Alonso Ruizpalacios’ film starts off as an addictive cop show, breaks the fourth wall and then rebuilds it in a film bristling with ideas
“Cops are like actors – you have to put on an act so people respect you.” The speaker is one of the
police officers, or possibly actors playing police officers, in this startlingly clever and yet heartfelt docudrama about the contractual nature of power and authority from Mexican film-maker Alonso Ruizpalacios, who in just five years has established himself as one of the most potent talents in world cinema, with his new wave-style debut Güeros in 2014 and his true-crime heist drama Museum in 2018.

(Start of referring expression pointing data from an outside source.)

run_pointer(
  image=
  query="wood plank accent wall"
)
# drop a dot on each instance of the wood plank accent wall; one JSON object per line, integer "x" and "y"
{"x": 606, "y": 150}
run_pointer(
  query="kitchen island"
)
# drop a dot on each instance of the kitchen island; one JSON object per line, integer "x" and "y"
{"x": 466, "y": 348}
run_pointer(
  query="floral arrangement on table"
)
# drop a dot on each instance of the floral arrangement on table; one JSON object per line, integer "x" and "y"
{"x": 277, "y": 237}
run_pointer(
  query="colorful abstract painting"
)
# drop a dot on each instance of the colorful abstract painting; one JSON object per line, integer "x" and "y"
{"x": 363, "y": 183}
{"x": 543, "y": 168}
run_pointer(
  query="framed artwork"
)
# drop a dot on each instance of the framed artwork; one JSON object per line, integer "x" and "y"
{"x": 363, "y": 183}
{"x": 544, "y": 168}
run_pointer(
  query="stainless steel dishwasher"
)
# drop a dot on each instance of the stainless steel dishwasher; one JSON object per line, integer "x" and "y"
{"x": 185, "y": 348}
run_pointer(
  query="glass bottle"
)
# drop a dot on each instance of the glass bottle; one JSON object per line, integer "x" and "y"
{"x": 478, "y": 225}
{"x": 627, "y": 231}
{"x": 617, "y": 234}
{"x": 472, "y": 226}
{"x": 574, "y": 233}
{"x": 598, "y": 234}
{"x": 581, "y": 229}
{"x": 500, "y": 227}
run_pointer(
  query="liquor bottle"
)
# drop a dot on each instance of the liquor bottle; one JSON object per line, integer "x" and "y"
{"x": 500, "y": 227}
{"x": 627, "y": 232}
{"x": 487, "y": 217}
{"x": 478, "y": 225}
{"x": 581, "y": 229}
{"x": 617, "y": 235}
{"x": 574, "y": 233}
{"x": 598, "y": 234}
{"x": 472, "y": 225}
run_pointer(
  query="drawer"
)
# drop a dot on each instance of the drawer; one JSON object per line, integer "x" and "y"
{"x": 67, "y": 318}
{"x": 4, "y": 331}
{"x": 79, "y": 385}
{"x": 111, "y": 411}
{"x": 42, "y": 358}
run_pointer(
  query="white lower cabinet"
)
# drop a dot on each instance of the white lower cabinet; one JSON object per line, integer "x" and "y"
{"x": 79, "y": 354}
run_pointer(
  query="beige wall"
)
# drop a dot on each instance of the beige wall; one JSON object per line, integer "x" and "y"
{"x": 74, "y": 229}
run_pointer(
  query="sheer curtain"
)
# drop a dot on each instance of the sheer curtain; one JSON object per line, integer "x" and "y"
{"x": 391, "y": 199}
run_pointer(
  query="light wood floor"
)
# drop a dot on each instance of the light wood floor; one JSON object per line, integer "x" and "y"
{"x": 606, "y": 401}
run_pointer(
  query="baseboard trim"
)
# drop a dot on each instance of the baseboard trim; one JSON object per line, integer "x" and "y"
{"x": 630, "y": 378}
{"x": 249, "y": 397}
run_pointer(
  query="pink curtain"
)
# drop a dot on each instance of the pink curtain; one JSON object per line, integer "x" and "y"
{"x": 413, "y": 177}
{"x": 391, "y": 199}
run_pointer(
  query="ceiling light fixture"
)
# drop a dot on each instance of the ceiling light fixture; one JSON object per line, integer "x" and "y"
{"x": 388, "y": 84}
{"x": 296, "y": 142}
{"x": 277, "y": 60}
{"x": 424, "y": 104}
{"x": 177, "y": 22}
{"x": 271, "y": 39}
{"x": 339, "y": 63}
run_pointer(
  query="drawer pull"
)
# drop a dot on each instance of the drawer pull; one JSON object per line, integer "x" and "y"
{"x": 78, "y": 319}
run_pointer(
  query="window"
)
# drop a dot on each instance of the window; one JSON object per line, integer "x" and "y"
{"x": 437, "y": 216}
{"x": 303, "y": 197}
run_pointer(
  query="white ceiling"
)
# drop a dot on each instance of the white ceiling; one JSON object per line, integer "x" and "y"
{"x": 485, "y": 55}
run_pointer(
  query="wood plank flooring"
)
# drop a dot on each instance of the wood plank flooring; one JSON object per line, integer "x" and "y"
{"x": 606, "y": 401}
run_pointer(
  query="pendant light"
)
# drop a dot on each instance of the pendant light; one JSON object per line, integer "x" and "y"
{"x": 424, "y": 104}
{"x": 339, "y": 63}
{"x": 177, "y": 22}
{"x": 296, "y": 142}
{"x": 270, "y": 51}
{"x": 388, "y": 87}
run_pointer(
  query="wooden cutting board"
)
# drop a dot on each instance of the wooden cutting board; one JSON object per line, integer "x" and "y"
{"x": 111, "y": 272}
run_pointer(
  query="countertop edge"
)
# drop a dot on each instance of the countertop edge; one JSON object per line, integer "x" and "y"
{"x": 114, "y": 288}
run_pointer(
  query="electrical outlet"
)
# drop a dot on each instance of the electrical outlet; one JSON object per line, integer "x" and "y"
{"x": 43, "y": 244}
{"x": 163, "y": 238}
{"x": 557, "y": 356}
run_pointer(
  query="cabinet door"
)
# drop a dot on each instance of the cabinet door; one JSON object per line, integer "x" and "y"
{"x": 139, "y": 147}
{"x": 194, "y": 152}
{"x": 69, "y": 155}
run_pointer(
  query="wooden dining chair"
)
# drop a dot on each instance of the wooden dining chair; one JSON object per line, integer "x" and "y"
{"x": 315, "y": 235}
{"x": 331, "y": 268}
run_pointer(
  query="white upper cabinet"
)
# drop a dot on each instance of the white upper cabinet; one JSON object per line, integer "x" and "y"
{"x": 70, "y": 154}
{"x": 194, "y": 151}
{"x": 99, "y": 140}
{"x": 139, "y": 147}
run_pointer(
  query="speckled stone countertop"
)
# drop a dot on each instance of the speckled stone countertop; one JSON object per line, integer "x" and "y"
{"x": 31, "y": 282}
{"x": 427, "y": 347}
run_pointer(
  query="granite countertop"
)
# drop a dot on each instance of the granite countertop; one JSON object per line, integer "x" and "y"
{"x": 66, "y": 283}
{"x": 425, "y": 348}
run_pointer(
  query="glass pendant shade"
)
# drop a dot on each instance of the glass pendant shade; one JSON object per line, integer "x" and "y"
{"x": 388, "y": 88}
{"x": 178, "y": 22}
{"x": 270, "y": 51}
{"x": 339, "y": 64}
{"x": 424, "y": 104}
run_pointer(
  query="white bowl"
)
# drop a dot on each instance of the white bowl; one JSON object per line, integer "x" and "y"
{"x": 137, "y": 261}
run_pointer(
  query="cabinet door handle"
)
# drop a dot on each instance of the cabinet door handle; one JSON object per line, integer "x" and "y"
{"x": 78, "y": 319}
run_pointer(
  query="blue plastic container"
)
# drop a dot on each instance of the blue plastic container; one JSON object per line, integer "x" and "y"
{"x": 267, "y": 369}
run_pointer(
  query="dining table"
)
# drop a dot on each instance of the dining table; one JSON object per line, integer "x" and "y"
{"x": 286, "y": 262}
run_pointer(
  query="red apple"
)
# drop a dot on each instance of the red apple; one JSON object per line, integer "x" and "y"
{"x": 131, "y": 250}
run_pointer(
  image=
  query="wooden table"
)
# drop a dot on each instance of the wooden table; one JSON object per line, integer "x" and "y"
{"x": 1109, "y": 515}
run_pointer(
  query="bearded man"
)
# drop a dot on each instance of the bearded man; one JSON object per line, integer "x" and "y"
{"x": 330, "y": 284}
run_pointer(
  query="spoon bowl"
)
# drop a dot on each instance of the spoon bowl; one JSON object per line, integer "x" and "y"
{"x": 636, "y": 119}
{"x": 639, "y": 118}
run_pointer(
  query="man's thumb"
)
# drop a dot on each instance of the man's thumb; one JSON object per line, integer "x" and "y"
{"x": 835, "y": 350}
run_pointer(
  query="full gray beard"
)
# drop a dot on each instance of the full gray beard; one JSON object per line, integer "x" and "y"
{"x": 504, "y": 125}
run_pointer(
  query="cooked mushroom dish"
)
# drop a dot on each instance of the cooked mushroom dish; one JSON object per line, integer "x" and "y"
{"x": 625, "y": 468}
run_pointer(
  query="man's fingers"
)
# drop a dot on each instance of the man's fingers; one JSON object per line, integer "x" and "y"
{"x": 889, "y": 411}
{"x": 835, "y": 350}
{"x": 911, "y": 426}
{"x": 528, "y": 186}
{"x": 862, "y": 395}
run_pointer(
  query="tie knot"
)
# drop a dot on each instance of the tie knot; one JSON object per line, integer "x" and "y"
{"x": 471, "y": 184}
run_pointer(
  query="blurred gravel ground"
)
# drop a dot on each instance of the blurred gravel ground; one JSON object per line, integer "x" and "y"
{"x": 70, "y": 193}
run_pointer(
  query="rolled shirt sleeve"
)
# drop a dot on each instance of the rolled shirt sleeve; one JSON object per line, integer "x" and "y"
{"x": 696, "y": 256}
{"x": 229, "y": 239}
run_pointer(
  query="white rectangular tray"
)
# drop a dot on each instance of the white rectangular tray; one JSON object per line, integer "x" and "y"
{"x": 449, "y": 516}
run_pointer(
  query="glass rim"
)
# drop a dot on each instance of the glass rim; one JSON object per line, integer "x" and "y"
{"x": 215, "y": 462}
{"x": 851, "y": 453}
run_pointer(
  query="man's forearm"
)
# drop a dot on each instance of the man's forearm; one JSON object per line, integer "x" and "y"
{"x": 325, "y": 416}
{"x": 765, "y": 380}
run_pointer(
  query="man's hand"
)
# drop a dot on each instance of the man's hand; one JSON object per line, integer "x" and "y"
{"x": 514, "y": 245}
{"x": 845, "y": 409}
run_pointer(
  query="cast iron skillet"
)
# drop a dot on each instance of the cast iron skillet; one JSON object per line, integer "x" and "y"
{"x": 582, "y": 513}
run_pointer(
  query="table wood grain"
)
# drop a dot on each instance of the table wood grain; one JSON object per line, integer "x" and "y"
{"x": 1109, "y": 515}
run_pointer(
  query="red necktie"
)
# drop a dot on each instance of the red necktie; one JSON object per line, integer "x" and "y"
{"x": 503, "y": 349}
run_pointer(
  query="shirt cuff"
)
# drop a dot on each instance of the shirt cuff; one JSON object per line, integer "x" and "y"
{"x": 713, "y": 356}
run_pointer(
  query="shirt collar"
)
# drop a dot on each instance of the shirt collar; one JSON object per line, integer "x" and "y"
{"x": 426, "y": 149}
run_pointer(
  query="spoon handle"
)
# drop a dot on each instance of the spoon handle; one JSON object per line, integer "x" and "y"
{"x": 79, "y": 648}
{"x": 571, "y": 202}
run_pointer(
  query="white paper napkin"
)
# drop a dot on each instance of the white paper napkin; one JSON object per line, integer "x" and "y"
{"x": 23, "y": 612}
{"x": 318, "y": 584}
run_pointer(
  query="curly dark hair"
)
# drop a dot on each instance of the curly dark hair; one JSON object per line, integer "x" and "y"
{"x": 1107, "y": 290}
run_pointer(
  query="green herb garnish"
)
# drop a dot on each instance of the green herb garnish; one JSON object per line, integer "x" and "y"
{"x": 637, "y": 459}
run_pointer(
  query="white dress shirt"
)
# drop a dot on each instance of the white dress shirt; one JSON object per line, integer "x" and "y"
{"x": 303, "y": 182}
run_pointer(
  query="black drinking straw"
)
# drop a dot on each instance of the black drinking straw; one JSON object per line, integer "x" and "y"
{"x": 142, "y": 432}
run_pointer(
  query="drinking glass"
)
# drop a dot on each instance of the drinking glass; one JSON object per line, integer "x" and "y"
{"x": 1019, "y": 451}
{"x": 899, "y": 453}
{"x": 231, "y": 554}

Now he gives us what looks at first glance like a conventionally gripping cop drama in chapter-length sections, about a couple of young officers, Teresa (Mónica Del Carmen) and Montoya (Raúl Briones), on the tough streets of
Mexico City; they are partners, fall in love, get nicknamed “the love patrol” and then fall foul of the corruption higher up the food chain. Ruizpalacios gives his movie catchy
music and bold graphics over the opening credits, making it look like an addictive TV cop show: but he also experimentally makes his characters talk direct to camera in a mockumentary manner and also lip-sync mid-scene to their own voiceover commentary on what’s happening in verbatim cinema style.